How will Christians under pressure for their faith celebrate Christmas? In the fifth of our series we hear from India.
“Where is the joy? There is so much of fear now,” said AC Michael, a prominent Christian leader, when asked about the mood among Christians as they prepare for Christmas 2017. Michael, the co-ordinator of the United Christian Forum, which monitors incidents of anti-Christian violence in India, told World Watch Monitor that the arrest of a group of 30 carol singers from a Catholic seminary in Satna in central Madhya Pradesh state and, later, eight priests has shaken Indian Christians.
They were detained after a Hindu man accused them of trying to convert him. The priests’ vehicle was torched outside the police station while they were detained inside, and some reports said the singers were assaulted by activists linked to the Hindu nationalist group Bajrang Dal. “With carol singers being beaten up, many even here in the national capital are afraid of going out to sing carols these days,” Michael, who is based in New Delhi, added. Allegations of attempted conversion also lay behind an attack on a church and its priest in the southern state of Kerala earlier this month.
Christians blame a recent increase in attacks on Hindu nationalist extremists, who they say have become emboldened since Prime Minister Narendra Modi’s right-wing government came to power in 2014.

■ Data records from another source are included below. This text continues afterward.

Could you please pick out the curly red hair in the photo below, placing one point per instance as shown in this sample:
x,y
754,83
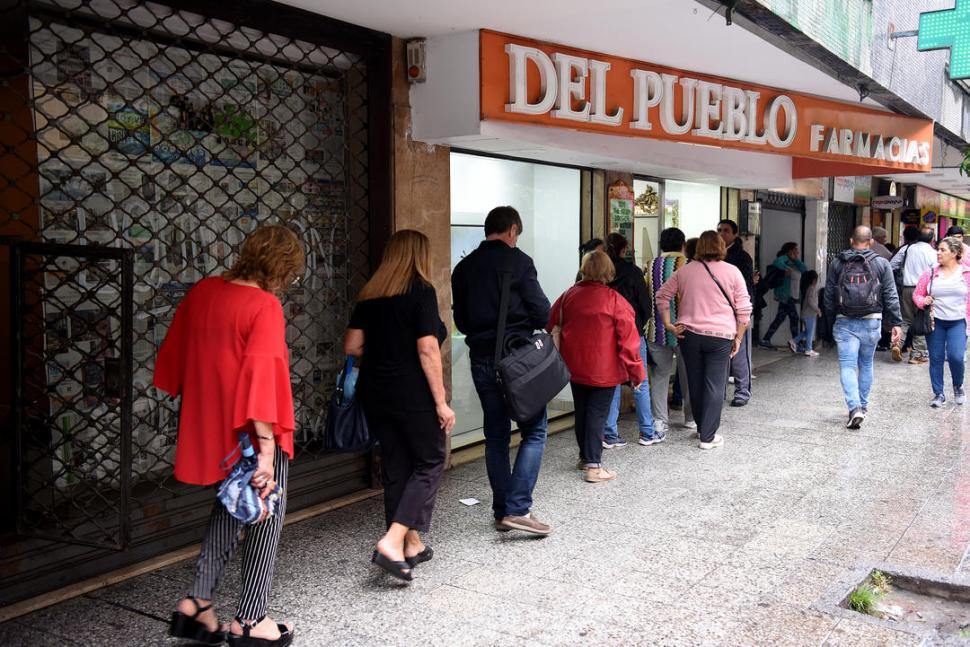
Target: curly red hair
x,y
272,257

Michael said that because of the increasing intimidation of Christians, including schools, this Christmas would be the worst in India in a decade. Christmas 2007 saw almost 100 churches in Kandhamal, Odisha state, destroyed and worshippers terrorised in what would be a forerunner to weeks of violence the following August in which nearly 100 Christians were killed and 56,000 made homeless. Seven Christians, six of them illiterate, remain in jail for the murder which triggered the violence, responsibility for which has been claimed by Maoists.
Other Christians in India complain of a different sort of pressure. Wanting to focus Christmas on the poor and the diversity of Christianity in India, they despair of the over-use of English and imported Western symbols such as Santa Claus and reindeer.